A religious leader does have a right to put a case in a debate like this. A man even has the right to be clumsy, humanly frail, having loved too well but not wisely, etc. The better Christian leaders have a strong grasp of this notion of human frailty and an attendant modesty that can be most attractive to those of us who hear the call of the Lord less clearly or urgently than others. If only Pell would demonstrate these qualities his blowhard pomposity would seem like a lovable eccentricity rather than the Pharisaical hypocrisy that it is.

That said, when not condescending to people Pell can sometimes demonstrate real intellectual subtlety that is all the more precious for its being so fragile. In reading Pell's considered response to the NSW debate and attendant hoo-ha, and seeing his boss' confab with Bush about Iraq, I wonder whether stem cells and artificially-manipulated cells might be considered casualties of a just war.

The idea of a "just war" is an abomination to many, including many Christians, who see their faith as not only abhorring but transcending the violence of this world. Yet, the idea has a long history. Cicero hammered away at it, so did Augustine and Thomas Aquinas, and many others besides. Popes of old were not averse to sanctioning, or even commissioning, armies in the field in the full knowledge that individuals within those armies they so blessed would kill and be killed. Pell's comments here on Mannix and his opposition to conscription in Australia during World War I indicate that conflict may not be considered a "just war" by the Catholic Church. The fight against fascism in World War II can be considered just with or without church endorsement, complicated by the slippery role played by the then Pontiff.

I don't regard zygotes that cannot ever become a nascent person as human life: when a fertilised egg is absorbed within the uterus within the same monthly cycle as conception, it is not the same as the death of one who has lived, felt dawn, saw sunset glow, loved and were loved, etc.
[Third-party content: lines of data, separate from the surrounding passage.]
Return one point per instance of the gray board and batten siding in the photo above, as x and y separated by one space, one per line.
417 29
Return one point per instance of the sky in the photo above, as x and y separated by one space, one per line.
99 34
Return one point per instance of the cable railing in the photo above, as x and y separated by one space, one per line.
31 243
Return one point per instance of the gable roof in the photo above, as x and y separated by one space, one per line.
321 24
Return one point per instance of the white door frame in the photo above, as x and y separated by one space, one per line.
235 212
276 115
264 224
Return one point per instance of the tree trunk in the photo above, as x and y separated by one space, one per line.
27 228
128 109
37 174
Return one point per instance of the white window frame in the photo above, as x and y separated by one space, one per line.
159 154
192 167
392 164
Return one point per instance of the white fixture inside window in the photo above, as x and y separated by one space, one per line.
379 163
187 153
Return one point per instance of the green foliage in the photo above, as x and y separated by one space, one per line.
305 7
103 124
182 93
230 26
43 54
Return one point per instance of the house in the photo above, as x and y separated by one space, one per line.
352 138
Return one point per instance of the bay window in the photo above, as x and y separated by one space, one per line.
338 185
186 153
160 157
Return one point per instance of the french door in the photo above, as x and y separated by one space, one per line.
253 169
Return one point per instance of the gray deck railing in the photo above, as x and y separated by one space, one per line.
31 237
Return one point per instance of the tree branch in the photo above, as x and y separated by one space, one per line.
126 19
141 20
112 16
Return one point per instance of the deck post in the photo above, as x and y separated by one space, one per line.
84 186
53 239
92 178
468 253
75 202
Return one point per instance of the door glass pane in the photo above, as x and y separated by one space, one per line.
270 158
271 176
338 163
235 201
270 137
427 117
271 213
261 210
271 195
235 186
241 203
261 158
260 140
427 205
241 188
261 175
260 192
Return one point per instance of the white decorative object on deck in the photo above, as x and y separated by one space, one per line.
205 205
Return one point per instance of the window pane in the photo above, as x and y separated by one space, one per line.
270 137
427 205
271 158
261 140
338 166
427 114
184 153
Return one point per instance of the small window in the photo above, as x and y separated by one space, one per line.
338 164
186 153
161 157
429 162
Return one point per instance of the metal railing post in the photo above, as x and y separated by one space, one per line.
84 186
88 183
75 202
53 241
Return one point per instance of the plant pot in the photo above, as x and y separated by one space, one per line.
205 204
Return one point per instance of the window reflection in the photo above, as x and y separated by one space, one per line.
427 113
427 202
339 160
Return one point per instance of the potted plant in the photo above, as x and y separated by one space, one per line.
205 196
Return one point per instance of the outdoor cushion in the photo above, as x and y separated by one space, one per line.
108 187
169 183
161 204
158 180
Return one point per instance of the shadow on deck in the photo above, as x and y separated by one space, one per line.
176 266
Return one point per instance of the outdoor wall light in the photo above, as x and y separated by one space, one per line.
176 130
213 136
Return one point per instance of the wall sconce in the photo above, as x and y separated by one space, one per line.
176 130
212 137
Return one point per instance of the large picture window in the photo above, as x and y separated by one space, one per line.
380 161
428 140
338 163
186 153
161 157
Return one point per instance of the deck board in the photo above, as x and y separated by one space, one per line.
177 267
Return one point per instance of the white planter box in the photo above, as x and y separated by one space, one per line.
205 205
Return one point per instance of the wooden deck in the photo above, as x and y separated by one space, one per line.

Others do, and rail against these lives being pressed into service that none of us could be expected to perform.

While there is a moral element in creating life to be destroyed, the Catholic Church can't make it. An organisation that can't come to terms with "just wars" that now look silly, or which considers a conception in sexual assault to be one of love must admit to some shades of grey here.

The notion of a just war can extend to a war against disease, for disease kills as surely as any foe. Research that would improve our understanding of that vessel which God has given us to live in might be self-indulgent, but it cannot be so wholly bad as Pell makes out. In other words, the issue of human cellular research and what may (not) flow from it is not so clear that those who support it can be regarded as unreasonably careless with human life. Those who do research are seekers after truth just as the religious are; it is possible to conduct your search in both the lab and the church/mosque/temple. Truth is not something Pell owns, nor to which he can control or deny access.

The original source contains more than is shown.